This comprehensive data analysis pipeline processes Emergency Medical Services (EMS) dispatch data to provide actionable insights for healthcare administrators and emergency service managers. The system analyzes response times, disease patterns, territorial distribution, and temporal trends to optimize emergency medical resource allocation.
- Robust Data Loading: Multi-encoding support (UTF-8, CP1251, Windows-1251) with automatic detection
- Time Standardization: Converts various time formats to consistent HH:MM:SS format
- Response Time Calculation: Handles overnight calls and cross-midnight scenarios
- Data Quality Validation: Comprehensive checks for missing values and data integrity
- Response Time Analysis: Statistical analysis of emergency response metrics
- Disease Distribution Mapping: Categorization and frequency analysis of medical conditions
- Territorial Analysis: Geographic distribution of emergency calls by districts
- Temporal Pattern Recognition: Peak hours, seasonal trends, and workload analysis
- Workload Assessment: Resource utilization and demand forecasting
- Interactive Dashboards: Comprehensive multi-panel visualizations
- Statistical Charts: Distribution plots, time series, and comparative analysis
- Automated Reports: JSON and CSV exports with detailed summaries
- Publication-Ready Graphics: High-DPI exports suitable for presentations
ems-data-analysis-pipeline/
├── src/ # Core application modules
│ ├── data_loader.py # Data ingestion and validation
│ ├── time_processor.py # Time standardization utilities
│ ├── ems_analyzer.py # Statistical analysis engine
│ ├── visualizer.py # Data visualization components
│ ├── main.py # Pipeline orchestration
│ └── utils.py # Helper utilities
├── tests/ # Comprehensive test suite
│ ├── test_data_loader.py # Data loading tests
│ ├── test_time_processor.py # Time processing tests
│ ├── test_ems_analyzer.py # Analysis engine tests
│ ├── test_visualizer.py # Visualization tests
│ └── test_main.py # Integration tests
├── data/ # Sample datasets
│ ├── DATASET_v1.csv # Primary EMS dataset
│ └── HeRAMS NSZU.csv # Healthcare facility data
├── notebooks/ # Original Jupyter analysis
│ └── Untitled19_processed_clean_clean_clean.ipynb
├── output/ # Generated results (created at runtime)

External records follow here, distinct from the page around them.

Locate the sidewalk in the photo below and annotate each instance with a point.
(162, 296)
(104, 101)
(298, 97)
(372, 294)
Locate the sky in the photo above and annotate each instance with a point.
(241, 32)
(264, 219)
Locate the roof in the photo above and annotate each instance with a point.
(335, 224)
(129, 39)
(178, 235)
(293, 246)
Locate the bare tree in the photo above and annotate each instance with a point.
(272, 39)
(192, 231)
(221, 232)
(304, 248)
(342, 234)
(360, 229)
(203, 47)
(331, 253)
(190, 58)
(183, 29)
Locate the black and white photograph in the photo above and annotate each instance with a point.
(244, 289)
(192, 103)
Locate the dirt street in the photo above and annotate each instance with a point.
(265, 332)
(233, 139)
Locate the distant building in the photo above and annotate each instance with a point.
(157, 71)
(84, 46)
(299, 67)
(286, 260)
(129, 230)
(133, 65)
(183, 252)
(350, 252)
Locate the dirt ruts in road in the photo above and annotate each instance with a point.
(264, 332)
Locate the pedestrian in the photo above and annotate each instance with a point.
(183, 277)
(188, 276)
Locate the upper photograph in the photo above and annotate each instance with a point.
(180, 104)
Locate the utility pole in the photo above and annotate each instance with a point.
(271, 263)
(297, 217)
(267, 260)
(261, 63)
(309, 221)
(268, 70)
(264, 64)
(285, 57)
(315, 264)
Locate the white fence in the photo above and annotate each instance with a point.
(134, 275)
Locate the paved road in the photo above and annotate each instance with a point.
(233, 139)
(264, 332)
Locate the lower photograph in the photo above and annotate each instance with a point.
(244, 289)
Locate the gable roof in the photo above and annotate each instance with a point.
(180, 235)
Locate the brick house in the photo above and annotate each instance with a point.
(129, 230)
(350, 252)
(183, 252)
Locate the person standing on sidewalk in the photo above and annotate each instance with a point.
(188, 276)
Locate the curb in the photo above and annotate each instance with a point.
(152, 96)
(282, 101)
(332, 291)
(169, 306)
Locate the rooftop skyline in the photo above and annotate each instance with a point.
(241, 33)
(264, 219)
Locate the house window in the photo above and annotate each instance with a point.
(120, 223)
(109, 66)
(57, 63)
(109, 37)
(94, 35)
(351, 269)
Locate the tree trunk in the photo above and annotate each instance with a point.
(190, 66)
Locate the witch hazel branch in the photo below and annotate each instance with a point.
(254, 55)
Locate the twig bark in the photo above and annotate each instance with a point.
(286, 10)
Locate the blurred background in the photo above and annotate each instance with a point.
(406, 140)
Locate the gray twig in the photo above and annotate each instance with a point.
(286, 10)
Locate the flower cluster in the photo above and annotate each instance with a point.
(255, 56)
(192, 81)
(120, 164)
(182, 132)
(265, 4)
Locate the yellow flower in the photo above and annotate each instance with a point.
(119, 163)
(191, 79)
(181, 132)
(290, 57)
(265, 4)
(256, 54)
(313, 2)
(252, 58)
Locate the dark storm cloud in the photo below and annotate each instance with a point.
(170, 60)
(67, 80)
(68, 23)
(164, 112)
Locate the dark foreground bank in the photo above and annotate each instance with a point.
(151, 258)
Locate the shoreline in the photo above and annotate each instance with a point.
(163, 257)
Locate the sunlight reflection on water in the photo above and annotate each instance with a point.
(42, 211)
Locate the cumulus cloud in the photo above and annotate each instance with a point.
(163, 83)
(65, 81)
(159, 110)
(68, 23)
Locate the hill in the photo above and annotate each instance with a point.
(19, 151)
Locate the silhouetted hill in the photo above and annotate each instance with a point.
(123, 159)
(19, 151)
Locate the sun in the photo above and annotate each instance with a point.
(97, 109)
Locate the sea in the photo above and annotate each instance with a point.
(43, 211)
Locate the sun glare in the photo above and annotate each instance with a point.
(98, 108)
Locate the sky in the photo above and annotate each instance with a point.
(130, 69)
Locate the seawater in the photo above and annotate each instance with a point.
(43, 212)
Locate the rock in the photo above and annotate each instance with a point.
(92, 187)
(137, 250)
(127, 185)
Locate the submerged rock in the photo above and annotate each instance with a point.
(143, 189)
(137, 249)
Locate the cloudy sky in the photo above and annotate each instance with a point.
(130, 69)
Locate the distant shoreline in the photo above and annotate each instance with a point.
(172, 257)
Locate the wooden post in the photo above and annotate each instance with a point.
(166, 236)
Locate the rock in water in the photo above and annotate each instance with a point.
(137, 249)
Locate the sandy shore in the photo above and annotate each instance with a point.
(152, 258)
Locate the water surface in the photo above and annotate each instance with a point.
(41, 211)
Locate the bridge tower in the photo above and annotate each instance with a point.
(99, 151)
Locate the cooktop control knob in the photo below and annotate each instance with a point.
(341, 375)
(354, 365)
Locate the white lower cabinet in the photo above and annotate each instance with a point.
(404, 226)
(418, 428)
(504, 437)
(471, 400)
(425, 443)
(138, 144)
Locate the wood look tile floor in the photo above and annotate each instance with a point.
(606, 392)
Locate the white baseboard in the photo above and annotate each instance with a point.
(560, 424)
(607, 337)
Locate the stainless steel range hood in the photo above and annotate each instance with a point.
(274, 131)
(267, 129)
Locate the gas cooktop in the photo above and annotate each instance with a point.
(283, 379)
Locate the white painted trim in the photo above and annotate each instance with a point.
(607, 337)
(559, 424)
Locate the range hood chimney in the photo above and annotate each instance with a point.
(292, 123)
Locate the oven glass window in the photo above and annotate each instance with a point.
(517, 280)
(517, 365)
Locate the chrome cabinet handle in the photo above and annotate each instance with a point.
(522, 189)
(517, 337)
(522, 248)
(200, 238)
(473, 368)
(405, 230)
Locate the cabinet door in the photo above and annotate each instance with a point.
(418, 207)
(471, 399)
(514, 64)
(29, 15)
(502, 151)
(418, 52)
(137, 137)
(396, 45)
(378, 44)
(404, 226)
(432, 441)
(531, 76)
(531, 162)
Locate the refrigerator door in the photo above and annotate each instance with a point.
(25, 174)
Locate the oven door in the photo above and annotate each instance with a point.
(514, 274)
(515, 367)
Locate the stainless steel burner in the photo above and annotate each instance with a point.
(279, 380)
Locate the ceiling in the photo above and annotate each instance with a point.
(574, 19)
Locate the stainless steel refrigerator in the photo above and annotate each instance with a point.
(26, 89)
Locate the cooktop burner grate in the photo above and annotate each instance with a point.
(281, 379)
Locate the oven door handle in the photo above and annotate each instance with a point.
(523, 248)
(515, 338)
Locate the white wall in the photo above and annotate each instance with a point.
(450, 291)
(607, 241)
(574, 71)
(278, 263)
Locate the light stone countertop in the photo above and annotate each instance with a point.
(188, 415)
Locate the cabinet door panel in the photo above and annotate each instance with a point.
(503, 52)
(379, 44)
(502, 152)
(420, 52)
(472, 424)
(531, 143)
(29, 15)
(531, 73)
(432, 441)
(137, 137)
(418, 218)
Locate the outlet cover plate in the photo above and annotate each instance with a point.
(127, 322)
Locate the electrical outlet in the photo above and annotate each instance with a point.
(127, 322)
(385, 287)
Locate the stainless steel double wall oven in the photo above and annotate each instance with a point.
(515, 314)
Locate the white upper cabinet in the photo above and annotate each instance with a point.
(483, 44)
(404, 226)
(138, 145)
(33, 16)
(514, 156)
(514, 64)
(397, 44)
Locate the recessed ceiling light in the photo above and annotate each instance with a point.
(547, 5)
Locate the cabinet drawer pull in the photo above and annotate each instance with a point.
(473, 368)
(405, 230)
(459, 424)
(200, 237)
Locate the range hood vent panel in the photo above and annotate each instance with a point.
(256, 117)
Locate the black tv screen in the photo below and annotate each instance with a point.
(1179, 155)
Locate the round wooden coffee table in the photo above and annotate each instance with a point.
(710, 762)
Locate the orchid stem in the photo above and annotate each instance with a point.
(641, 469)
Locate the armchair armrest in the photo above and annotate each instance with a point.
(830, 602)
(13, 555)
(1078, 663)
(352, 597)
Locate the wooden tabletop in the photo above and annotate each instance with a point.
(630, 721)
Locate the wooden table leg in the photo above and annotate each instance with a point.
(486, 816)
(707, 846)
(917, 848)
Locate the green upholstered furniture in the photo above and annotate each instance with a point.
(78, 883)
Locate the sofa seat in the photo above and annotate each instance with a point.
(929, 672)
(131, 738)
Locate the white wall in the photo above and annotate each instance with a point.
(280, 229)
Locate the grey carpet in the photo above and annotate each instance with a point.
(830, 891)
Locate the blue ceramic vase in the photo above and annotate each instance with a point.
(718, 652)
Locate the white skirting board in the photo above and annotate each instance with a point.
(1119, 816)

│ ├── reports/ # Analysis summaries and data exports
│ ├── visualizations/ # Generated charts and dashboards
│ └── ems_analysis.log # Execution logs
├── requirements.txt # Python dependencies
├── run_tests.py # Test execution script
└── README.md # This documentation
- Python 3.8 or higher
- Virtual environment support
- 4GB+ RAM recommended for large datasets
# 1. Clone the repository
git clone <repository-url>
cd ems-data-analysis-pipeline
# 2. Create and activate virtual environment
python -m venv venv
source venv/bin/activate # On Windows: venv\Scripts\activate
# 3. Install dependencies
pip install -r requirements.txt
# 4. Run the complete analysis pipeline
python src/main.py
Package | Version | Purpose |
---|---|---|
pandas | ≥1.3.0 | Data manipulation and analysis |
numpy | ≥1.20.0 | Numerical computing |
matplotlib | ≥3.4.0 | Basic plotting and visualization |
seaborn | Latest | Statistical data visualization |
plotly | Latest | Interactive visualizations |
chardet | Latest | Character encoding detection |
polars | Latest | High-performance data processing |
from src.main import EMSAnalysisPipeline
# Initialize pipeline with data file
pipeline = EMSAnalysisPipeline(
data_file_path="data/DATASET_v1.csv",
output_dir="output"
)
# Execute complete analysis
success = pipeline.run_full_pipeline()
if success:
print("Analysis completed successfully!")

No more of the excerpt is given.